O Ministério Público de São Paulo (MP-SP) apresentou uma nova denúncia contra o deputado estadual Lucas Diez Bove (PL), acusado de perseguição, violência psicológica, física e ameaça contra a ex-esposa, a influenciadora Cíntia Chagas.
A promotora Fernanda Raspantini Pellegrino também pediu à Justiça a prisão preventiva do parlamentar e que a Assembleia Legislativa de São Paulo (Alesp) seja oficialmente comunicada sobre o caso.
Na denúncia, o MP afirma que o deputado reiteradamente descumpriu medidas protetivas concedidas à vítima, “demonstrando claro desprezo às restrições judiciais impostas”.

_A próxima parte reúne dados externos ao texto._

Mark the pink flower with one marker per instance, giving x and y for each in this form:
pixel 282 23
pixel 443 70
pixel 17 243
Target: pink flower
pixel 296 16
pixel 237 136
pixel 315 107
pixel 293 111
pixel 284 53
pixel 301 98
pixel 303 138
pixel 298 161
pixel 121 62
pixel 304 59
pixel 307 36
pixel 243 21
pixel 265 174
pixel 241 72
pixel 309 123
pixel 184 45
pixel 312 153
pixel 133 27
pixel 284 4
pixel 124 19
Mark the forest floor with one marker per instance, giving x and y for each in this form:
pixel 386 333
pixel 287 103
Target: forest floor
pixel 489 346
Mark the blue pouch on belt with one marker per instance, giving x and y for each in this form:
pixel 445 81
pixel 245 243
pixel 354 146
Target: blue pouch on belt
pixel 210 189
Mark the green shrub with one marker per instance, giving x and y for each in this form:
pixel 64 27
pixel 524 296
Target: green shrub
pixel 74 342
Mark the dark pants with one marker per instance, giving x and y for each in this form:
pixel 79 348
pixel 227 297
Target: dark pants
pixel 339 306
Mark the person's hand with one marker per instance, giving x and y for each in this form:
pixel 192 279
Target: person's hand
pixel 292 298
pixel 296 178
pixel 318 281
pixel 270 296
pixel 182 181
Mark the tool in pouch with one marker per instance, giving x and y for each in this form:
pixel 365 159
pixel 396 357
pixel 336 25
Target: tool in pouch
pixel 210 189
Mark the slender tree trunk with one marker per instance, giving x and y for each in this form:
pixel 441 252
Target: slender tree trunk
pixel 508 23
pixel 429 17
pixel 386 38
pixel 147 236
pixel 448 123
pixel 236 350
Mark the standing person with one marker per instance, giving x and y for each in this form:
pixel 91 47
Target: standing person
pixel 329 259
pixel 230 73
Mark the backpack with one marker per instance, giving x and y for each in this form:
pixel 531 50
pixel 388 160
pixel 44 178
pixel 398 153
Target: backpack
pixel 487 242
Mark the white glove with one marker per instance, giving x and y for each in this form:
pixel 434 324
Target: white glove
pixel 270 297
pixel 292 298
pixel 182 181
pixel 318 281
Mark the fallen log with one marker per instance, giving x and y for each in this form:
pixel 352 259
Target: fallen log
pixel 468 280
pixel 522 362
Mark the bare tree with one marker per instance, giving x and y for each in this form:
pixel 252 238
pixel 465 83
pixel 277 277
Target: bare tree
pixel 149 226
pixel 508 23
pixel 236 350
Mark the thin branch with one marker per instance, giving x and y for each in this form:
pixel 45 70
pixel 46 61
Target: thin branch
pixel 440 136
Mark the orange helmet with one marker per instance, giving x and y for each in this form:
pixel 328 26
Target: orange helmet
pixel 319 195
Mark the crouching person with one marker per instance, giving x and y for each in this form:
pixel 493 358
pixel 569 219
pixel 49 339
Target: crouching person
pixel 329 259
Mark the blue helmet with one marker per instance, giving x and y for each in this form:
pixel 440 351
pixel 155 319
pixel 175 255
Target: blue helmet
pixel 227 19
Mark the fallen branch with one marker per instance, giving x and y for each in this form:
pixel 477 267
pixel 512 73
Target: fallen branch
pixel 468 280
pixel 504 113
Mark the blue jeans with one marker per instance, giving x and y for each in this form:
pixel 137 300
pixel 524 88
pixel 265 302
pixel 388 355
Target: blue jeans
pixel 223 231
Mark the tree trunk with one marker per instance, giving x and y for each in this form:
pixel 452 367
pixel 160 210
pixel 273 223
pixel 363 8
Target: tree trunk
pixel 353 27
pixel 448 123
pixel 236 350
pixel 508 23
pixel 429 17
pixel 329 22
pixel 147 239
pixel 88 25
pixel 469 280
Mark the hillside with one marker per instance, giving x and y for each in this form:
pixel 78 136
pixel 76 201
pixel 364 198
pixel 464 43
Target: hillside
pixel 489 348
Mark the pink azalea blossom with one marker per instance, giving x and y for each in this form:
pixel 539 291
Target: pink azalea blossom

A promotora destacou que as determinações da Justiça, que visavam impedir novas agressões e contatos com a ex-companheira, “não estão sendo suficientes para garantir a integridade de Cíntia Chagas”.
“O denunciado, ainda que advertido, passou a descumprir as medidas de forma cada vez mais grave. No início, fazia publicações com indiretas sobre a vítima e o processo. Com o tempo, passou a ignorar completamente as decisões judiciais”, escreveu Pellegrino.
A promotora solicitou que o Tribunal de Justiça oficie a Alesp para verificar se o Legislativo pretende adotar medidas políticas ou disciplinares diante das acusações.
Em nota, a defesa de Bove informou que o deputado não pretende se manifestar sobre a nova denúncia. A Alesp foi procurada, mas ainda não respondeu ao pedido de posicionamento.
Cíntia Chagas, que tem mais de 7,6 milhões de seguidores, denunciou o ex-companheiro em 2023 por uma série de abusos físicos e psicológicos ocorridos durante o relacionamento de mais de dois anos.
O deputado já havia sido alvo de uma representação no Conselho de Ética da Alesp, protocolada pela deputada Mônica Seixas (PSOL), que pedia sua cassação por quebra de decoro parlamentar. No entanto, em agosto de 2024, o processo foi arquivado por seis votos a um.
Poucos dias após a decisão, Bove e Seixas protagonizaram uma discussão acalorada no plenário da Alesp, o que levou à suspensão temporária da sessão.